Les interventions visées par la présente fiche technique sont celles visant le retrait de barrages anthropiques au bénéfice du bon fonctionnement hydrogéomorphologique et de la santé des écosystèmes aquatiques.
L’effet des barrages sur la libre circulation des espèces aquatiques, particulièrement des poissons, est l’une des conséquences écologiques les mieux documentées de leur présence. La majorité des barrages à réservoir favorisent également le réchauffement de l’eau par l’augmentation du temps et de la surface d’exposition au rayonnement solaire (Caissie, 2006). Cela affecte la concentration d’oxygène dissous et peut nuire à de nombreux organismes aquatiques.

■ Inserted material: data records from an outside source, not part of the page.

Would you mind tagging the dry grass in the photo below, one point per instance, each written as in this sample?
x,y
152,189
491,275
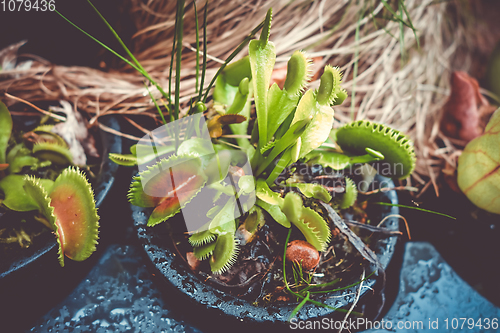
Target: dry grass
x,y
406,94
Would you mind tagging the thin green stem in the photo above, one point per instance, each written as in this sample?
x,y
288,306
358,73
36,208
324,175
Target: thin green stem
x,y
343,288
156,104
231,57
178,57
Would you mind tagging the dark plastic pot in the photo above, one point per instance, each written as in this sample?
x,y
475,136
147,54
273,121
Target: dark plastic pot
x,y
211,308
33,280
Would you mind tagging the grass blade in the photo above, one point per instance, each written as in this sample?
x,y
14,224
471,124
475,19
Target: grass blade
x,y
138,66
416,208
231,57
204,69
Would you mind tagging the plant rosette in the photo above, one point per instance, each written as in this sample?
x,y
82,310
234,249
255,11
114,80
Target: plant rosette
x,y
232,199
208,303
51,201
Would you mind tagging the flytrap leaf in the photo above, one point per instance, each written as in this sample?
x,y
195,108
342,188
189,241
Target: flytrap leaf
x,y
341,161
314,228
53,152
315,106
70,209
397,149
350,195
5,130
167,186
479,168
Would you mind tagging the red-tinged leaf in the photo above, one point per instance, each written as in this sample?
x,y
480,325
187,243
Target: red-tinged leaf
x,y
168,186
179,197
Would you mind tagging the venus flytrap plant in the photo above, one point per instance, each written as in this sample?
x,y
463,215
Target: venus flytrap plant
x,y
64,203
290,125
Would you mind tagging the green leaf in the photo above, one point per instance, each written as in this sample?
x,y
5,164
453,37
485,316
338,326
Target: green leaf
x,y
52,152
168,186
241,98
275,212
314,228
311,190
148,153
479,168
297,73
350,195
262,56
204,251
16,197
73,201
18,163
223,222
317,131
5,131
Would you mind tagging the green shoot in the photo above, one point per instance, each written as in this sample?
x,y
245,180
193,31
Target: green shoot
x,y
197,48
416,208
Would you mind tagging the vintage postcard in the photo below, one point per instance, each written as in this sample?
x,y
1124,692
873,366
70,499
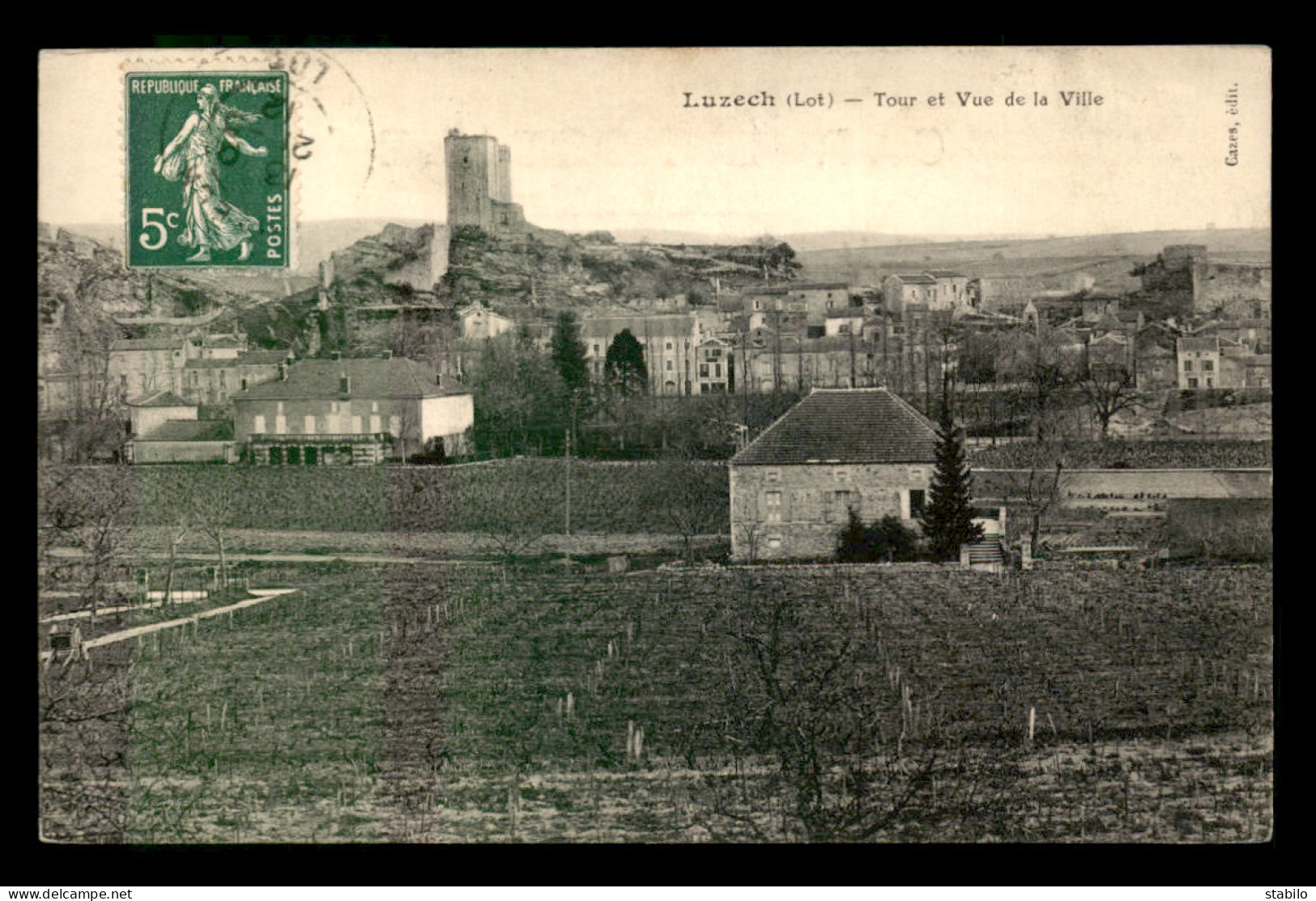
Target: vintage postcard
x,y
654,445
183,128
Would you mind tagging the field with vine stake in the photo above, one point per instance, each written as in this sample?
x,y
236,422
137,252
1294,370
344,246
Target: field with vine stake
x,y
495,704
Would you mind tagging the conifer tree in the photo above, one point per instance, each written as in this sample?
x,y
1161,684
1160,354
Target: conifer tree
x,y
948,518
625,368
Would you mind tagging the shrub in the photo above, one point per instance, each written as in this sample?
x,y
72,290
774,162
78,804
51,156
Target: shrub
x,y
886,539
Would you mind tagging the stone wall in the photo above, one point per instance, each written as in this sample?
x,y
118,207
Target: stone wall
x,y
811,516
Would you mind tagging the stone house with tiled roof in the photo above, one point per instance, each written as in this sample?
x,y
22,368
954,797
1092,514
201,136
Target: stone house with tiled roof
x,y
217,379
1198,362
793,487
351,410
154,410
138,366
185,441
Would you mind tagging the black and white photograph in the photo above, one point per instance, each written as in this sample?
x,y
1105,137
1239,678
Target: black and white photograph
x,y
653,445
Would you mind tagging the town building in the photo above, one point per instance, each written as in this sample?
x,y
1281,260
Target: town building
x,y
149,412
793,487
477,322
811,299
937,290
1199,363
351,410
215,379
715,363
164,427
140,366
182,441
1000,292
669,342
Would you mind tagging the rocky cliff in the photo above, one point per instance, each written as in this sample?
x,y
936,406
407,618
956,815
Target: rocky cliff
x,y
552,269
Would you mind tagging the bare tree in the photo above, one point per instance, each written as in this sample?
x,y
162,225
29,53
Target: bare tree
x,y
852,749
87,511
1109,389
212,508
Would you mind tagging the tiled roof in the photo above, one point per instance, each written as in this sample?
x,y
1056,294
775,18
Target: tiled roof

En interceptant les sédiments en transport, les barrages causent une accumulation persistante en amont et un déficit sédimentaire en aval. (Kondolf, 1997). En amont, le substrat naturel est enfoui par des sédiments plus fins, tandis qu’en aval, on observe une simplification morphologique, une incision et/ou un pavage du lit, affectant ainsi la qualité de l’habitat et la connectivité avec la plaine inondable.
Plusieurs barrages au Québec sont désuets et/ou en mauvais état, représentant des coûts potentiels importants pour les collectivités. S’ils ne sont plus utiles, leur retrait constitue une option de gestion intéressante, tant d’un point de vue environnemental que logistique et financier.

Dans le cas d’un retrait de structure, la phase de conception s’intéresse à définir les détails de la procédure de démantèlement et de l’aménagement du cours d’eau permettant de mitiger le potentiel de dégâts environnementaux associé au démantèlement. Selon le contexte, ces détails peuvent inclure sans s’y limiter :
| TYPE DE DÉMANTÈLEMENT | AVANTAGES | INCONVÉNIENTS | MITIGATION POSSIBLE |
| Simple
(retrait complet) |
Option la moins complexe/coûteuse permettant néanmoins l’obtention de tous les gains potentiels sur le long terme. | Volume potentiellement massif de sédiments fins disponibles d’un seul coup à la mobilisation vers l’aval (enjeux de qualité de l’eau et de l’habitat à court terme) | -Excavation dans le réservoir pour rétablir une pente d’équilibre.
-Ajout d’éléments structurels (e.g. bois et pierres) pour la régulation du transit sédimentaire. -Stabilisation du lit (ajout d’un substrat grossier). |
| En phases | Ventilation temporelle des impacts négatifs à court terme. | Plus de complexité et de coûts en lien avec la réalisation des travaux en plusieurs phases. | Est en soi une stratégie de minimisation. |
| Partiel | -Minimise les impacts négatifs à court terme sans entrainer nécessairement de coûts supplémentaires.
-Peut permettre de conserver certains usages du barrage (compromis). |
Ne garantit pas un plein rétablissement du transit sédimentaire et de la connectivité écologique. | Remblais de matériau grossier en aval de la structure partiellement démantelée pour créer un profil en long plus régulier, favorable au transit sédimentaire et à la connectivité écologique. |
Comme il est question de retirer un aménagement et non d’en réaliser un, aucun entretien n’est anticipé et la question du cycle de vie est caduque. Le résultat espéré est une reprise des processus naturels permettant l’évolution du milieu hydrique vers un état de meilleure qualité d’un point de vue écologique. Afin de s’en assurer, un suivi devrait idéalement être réalisé sur toute la période d’ajustement morphologique.
Dans le cas où le démantèlement d’un barrage n’est pas considéré comme souhaitable pour une raison ou une autre, des stratégies alternatives existent. La plus connue est la passe migratoire qui, avec une conception adéquate, permet aux espèces ciblées de franchir la structure. La seconde est la recharge sédimentaire en aval, c’est-à-dire la création d’un apport artificiel de matériel sédimentaire adapté aux conditions hydrauliques du cours d’eau et permettant de compenser pour l’interception par la structure (Kondolf et collab., 2014).